Sunday, December 27, 2020

I Rented a Pottery Wheel for a Week, and It Did Not Go as I'd Expected

 For one, I thought I'd get the hang of the pottery wheel right away, or at least after a few tries.

Or maybe after watching a few YouTube videos with titles like "How to Center Clay on the Pottery Wheel."

Or possibly after watching a few more YouTube videos with titles like "Can't Center Your Clay on the Pottery Wheel? Watch This Video and You'll Definitely Get It!"

Yeah... no. I'm a big proponent of autodidacticism, but I just could not seem to get the knack of using that dang pottery wheel. Matt and Will also tried a couple of times--



--but that pottery wheel was not about to give up its secrets to any of us. 

Ah, well... we could still hand-build.

Which leads me to another misconception: Okay, fine, I did not poll the entire family before I committed to renting us a pottery wheel plus supplies for a week, but to be fair, WHO WOULD NOT BE INTERESTED IN SPENDING A WEEK GOOFING AROUND WITH CLAY?    

Yeah, my family. Would not. Be. Interested. In. That. 

Will might have been more interested if she'd gotten the hang of the wheel, but are these really the same babies who used to sit for hours and make entire dinner sets out of air-dry clay? I don't even think Syd consented to look at the clay setup for the entire week it lived in our front hallway, and she's the kid who once upon a time spent most of a week making an elaborate headband created from a zillion individually sculpted polymer clay flowers as a birthday gift for a kid she barely knew!

We're just going to call this the week that I played Arctic Monkeys really loud on constant repeat and felt sorry for myself while hand-building weird things out of clay.

Originally, my main thought was, "Shit! I paid $70 for this! I'm going to get my money's worth if it kills me!" But you know what? I got WAY more into hand-building weird things out of clay than I thought I would! I generally always had an idea or two of something that I wanted to make, and with the Arctic Monkeys blaring, the Thanksgiving vacation enabling me to take a break from homeschooling/supervising online schooling, and the rest of my family quietly pretending that the entire front hallway didn't exist, I had plenty of time to get on with it:


I made a lot of little pots that inexplicably have tentacles--



--and a bunch of plant markers that I got all my scrapbooking stamps dirty labeling--


...and a bunch of other stuff. Like, a BUNCH:


I've got Christmas ornaments and gift tags and coasters and phases of the moon hangings, and raincloud hangings and soap dishes and little magnets...

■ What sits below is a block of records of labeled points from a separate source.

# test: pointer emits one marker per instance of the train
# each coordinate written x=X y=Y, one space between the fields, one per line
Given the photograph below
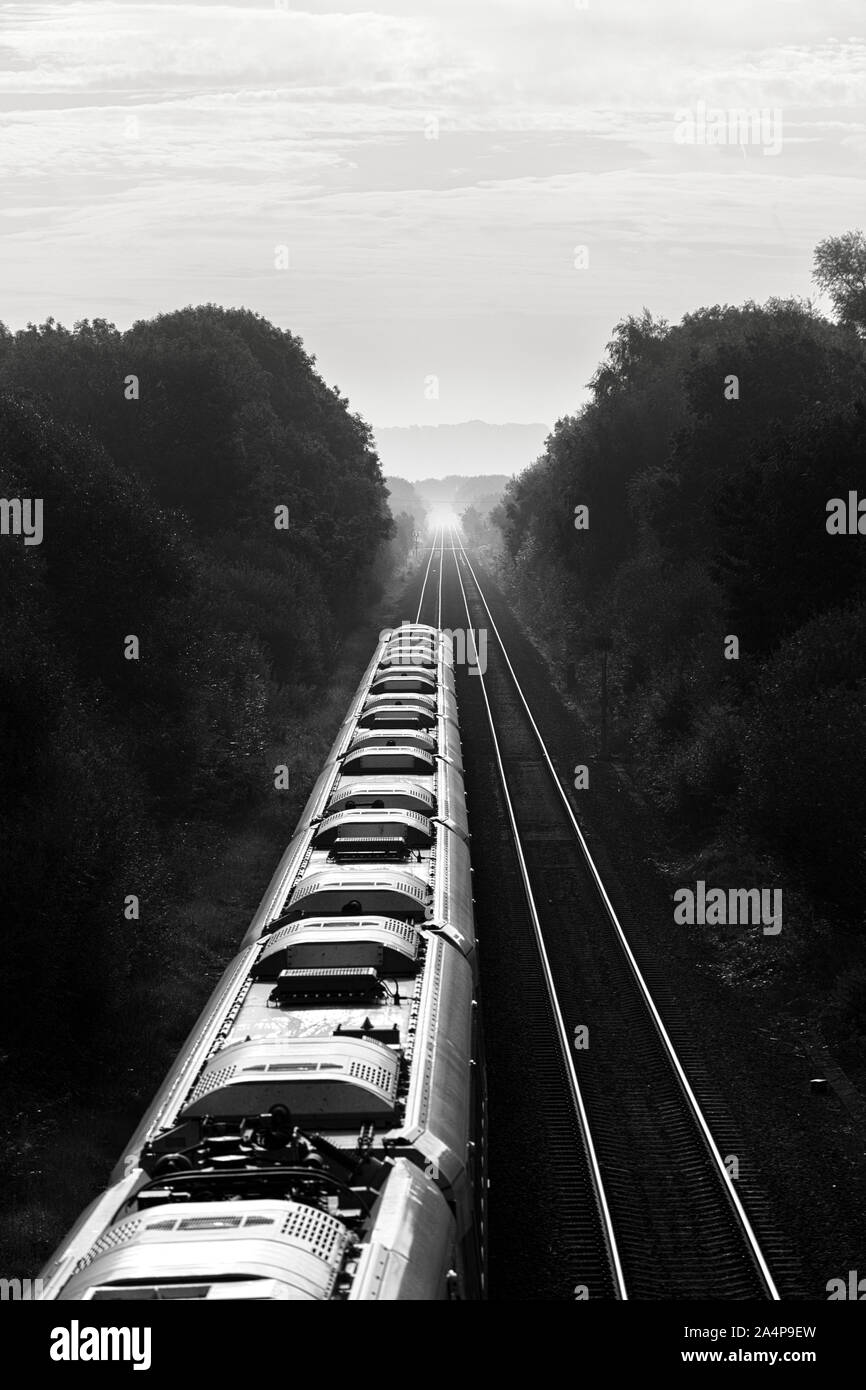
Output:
x=323 y=1132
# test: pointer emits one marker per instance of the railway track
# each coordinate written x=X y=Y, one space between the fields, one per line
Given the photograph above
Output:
x=628 y=1172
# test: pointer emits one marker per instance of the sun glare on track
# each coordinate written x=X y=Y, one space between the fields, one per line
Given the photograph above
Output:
x=442 y=516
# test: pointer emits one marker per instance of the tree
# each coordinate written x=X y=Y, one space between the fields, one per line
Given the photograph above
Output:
x=840 y=270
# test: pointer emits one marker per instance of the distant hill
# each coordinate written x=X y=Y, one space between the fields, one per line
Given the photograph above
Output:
x=471 y=448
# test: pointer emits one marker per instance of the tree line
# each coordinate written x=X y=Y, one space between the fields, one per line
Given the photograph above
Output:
x=206 y=494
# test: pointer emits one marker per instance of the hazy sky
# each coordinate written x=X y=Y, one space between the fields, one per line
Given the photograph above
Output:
x=157 y=154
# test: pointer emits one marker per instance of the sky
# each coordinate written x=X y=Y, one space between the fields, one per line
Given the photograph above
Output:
x=451 y=202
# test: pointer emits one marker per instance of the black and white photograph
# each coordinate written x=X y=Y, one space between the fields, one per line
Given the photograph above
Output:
x=433 y=673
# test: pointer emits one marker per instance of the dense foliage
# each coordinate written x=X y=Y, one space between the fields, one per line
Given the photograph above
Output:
x=708 y=519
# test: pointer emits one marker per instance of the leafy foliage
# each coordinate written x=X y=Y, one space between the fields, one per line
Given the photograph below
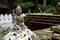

...and little pots with tentacles!




I LOVE them.

I love my plant markers, too, and now I can stop stupidly confusing my lavender and rosemary plants:



And now I'm left with lots of fun things to paint, to add twine and hangers to, to glue magnets on, and to give away or sell or add to my cluttered house's cluttered decor.

I can't say that I'm not always bummed whenever my cool idea for how everyone else in my family should spend their time doesn't pan out (you'd think that I'd therefore stop trying to plan out how everyone in my family should spend their time, but I swear my ideas are always super cool!), and I can't say that I'm not VERY much over this reality in which 2020 as a whole is pretty much just one super-sized class session in which the lesson reads, "Expectations are plans for future disappointments," but now I can also say the following things:

I enjoy hand-building things out of clay.
I am capable of adding tentacles to anything.
I have all of my scissors, and all of my sturdy glues, and all of my favorite pens nicely organized.
If required, I can entertain myself endlessly with the Artic Monkeys, a knife and a rolling pin, and 20 pounds of mud.